神の御国よ永遠なれ、という意味なのですよ。
先生の授業で習った通り、ラル・ファクは神の名だ。続きの意味は聞いていなかったので、初耳だった。
はるか昔、穢れた地を清めるために、破壊神が降臨。 全ての都市を踏み潰し、人々を海へ放り投げたという。 全土を無に帰した破壊神は変化し、平和の神となる。それが、ラル・ファクと呼ばれる女神。 地上に埋めた種が人となり、ドラキア帝国の祖になったと言い伝えられている。
先生の授業でこの話を聞いてから、私はどうにもこの神様を信じる気にはなれなかった。 元は破壊神という肩書のせいか、勝手なイメージが付いているのかもしれないけど…… 今までいろいろな本を読んできたからなのか、例えば、この話に続きがあるとしたら。

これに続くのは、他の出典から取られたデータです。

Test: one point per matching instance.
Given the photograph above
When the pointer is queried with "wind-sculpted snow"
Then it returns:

「繁栄した人類は地上を穢し始め、 そして平和の神は再び破壊の神として降臨し、再び地上を無に帰した……」
こんな風に思えてならない。 だから、以前からあまりこの神様を信じたいとは思わなかった。 今は平和の神とはいっても、元破壊の神だった。 壊すものがないから、平和の神になっただけなのではないか。 そして壊すものができたなら、この神様がまた破壊神に戻らないという保証はあるのだろうか……
なんてことを、ビスクの人の前で言えるはずもないのだけど。